I think he kind of resents that. In a fight he once shouted "I wish you'd just have an affair so I'd have something to point fingers at *you* for!"


----------



## Herschel (Mar 27, 2016)

My heart breaks for you. My first marriage ended and I had a 1 and 3 year old. I know how it can be, but I also know you can't live a lie...for you or your kids. Do you really want to fight to stay with a guy who would be willing to do this to you and your family? Assuming he did.

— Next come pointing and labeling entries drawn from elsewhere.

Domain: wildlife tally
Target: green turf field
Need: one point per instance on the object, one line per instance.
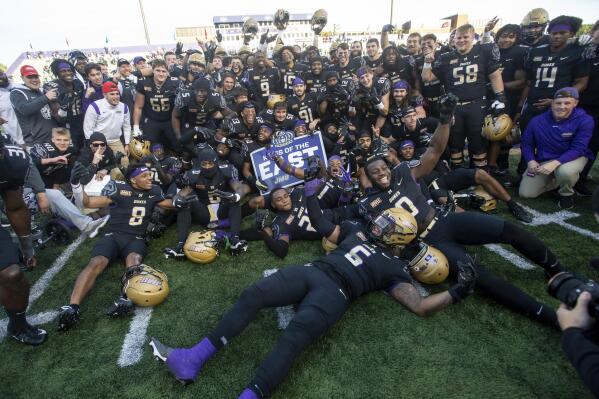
(475, 349)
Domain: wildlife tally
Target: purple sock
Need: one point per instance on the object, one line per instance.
(248, 394)
(204, 349)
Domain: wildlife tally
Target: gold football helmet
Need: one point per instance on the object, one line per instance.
(144, 285)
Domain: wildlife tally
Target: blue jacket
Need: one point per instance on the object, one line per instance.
(565, 140)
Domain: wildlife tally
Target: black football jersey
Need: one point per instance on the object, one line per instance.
(360, 266)
(170, 165)
(589, 98)
(314, 82)
(268, 115)
(69, 98)
(261, 84)
(205, 186)
(15, 167)
(287, 75)
(403, 192)
(430, 90)
(466, 75)
(295, 223)
(402, 70)
(159, 102)
(548, 72)
(306, 109)
(194, 114)
(132, 208)
(237, 129)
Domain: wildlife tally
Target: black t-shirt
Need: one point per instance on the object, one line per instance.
(158, 102)
(295, 223)
(194, 114)
(132, 208)
(548, 72)
(261, 84)
(15, 167)
(306, 109)
(466, 75)
(360, 266)
(287, 75)
(205, 186)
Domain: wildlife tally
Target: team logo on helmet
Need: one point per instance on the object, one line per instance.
(497, 128)
(201, 247)
(144, 285)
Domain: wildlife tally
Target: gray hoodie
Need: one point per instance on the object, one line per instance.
(33, 113)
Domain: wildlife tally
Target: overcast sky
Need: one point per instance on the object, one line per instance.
(45, 24)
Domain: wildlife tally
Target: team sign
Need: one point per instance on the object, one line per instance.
(293, 149)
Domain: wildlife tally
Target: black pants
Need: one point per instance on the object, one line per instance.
(468, 124)
(452, 232)
(198, 212)
(321, 303)
(161, 132)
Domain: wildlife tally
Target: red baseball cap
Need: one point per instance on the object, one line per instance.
(28, 70)
(109, 87)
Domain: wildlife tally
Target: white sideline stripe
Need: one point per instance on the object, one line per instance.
(560, 218)
(42, 284)
(135, 339)
(510, 256)
(284, 313)
(35, 320)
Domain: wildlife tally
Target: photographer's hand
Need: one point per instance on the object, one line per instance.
(578, 317)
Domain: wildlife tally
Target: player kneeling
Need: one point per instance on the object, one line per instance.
(133, 204)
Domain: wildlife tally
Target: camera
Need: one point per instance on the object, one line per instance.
(567, 287)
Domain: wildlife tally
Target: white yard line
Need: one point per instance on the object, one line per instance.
(135, 339)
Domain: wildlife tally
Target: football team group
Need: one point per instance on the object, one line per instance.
(404, 128)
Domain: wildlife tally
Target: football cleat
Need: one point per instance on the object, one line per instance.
(174, 253)
(121, 307)
(520, 213)
(30, 335)
(238, 247)
(182, 365)
(68, 317)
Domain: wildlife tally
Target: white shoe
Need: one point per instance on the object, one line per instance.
(94, 227)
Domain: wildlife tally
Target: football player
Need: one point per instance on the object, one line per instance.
(154, 103)
(262, 80)
(14, 288)
(448, 231)
(69, 90)
(209, 183)
(289, 69)
(132, 205)
(303, 105)
(323, 291)
(465, 72)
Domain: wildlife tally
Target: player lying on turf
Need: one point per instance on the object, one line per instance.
(323, 291)
(133, 204)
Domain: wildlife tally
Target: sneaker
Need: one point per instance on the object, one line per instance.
(121, 307)
(30, 335)
(69, 316)
(238, 246)
(94, 226)
(566, 202)
(582, 190)
(183, 364)
(520, 213)
(174, 253)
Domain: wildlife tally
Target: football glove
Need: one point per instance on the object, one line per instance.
(227, 196)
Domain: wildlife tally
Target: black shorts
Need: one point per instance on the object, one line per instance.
(9, 252)
(114, 246)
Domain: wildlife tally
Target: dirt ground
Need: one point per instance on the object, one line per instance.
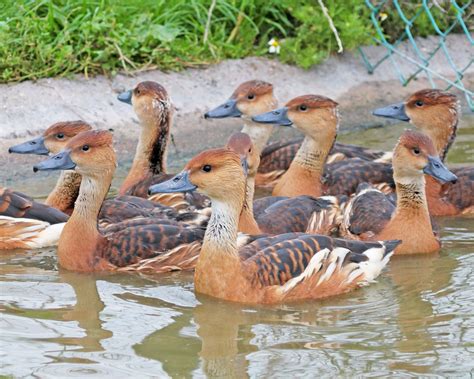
(28, 108)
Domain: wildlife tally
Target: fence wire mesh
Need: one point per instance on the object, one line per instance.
(425, 11)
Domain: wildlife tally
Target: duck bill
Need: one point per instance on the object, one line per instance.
(228, 109)
(34, 146)
(125, 97)
(276, 117)
(395, 111)
(180, 183)
(60, 161)
(439, 171)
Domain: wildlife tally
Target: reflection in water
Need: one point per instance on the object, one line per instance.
(417, 320)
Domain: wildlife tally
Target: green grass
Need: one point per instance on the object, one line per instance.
(61, 37)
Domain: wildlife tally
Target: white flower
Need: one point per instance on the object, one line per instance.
(274, 46)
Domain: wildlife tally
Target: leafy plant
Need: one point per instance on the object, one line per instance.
(44, 38)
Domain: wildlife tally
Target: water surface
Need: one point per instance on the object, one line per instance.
(417, 320)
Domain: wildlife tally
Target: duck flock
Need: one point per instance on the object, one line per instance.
(337, 213)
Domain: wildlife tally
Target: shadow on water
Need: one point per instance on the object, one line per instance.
(417, 320)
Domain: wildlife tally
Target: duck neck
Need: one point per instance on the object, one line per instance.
(222, 229)
(150, 155)
(258, 133)
(77, 247)
(247, 223)
(304, 174)
(411, 200)
(313, 153)
(443, 138)
(65, 192)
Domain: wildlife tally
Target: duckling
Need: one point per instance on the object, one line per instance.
(81, 246)
(53, 140)
(255, 97)
(436, 113)
(371, 215)
(154, 109)
(282, 268)
(280, 214)
(317, 117)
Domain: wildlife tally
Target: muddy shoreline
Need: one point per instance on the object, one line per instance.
(28, 108)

Can you access your phone account to check texting records? They aren't perfect, but if you see 4 texts on his phone, but ATT says there were 90, then you know the discrepancy is there.


----------



## Marduk (Jul 16, 2010)

Counselling. 

Right away. 

You guys aren't open with each other.
_Posted via Mobile Device_


----------



## jb02157 (Apr 16, 2014)

I think you should go completely dark and monitor everything and get a VAR for his car. Don't mention anything about what you know. Let his actions tell you the story. I think it's great that you want to fix and work on your marriage, but if this is really going on, will you really want to anymore?


----------



## TAMAT (Jun 20, 2015)

Trivi,

You want to catch him with the goods if he knows you are on to him he will take the affair further underground and you will not be able to prove anything. You will be left with a vague feeling of distrust which will stay with you for year or decades. Infidelity can be forgiven and overcome, long term dishonesty cannot. 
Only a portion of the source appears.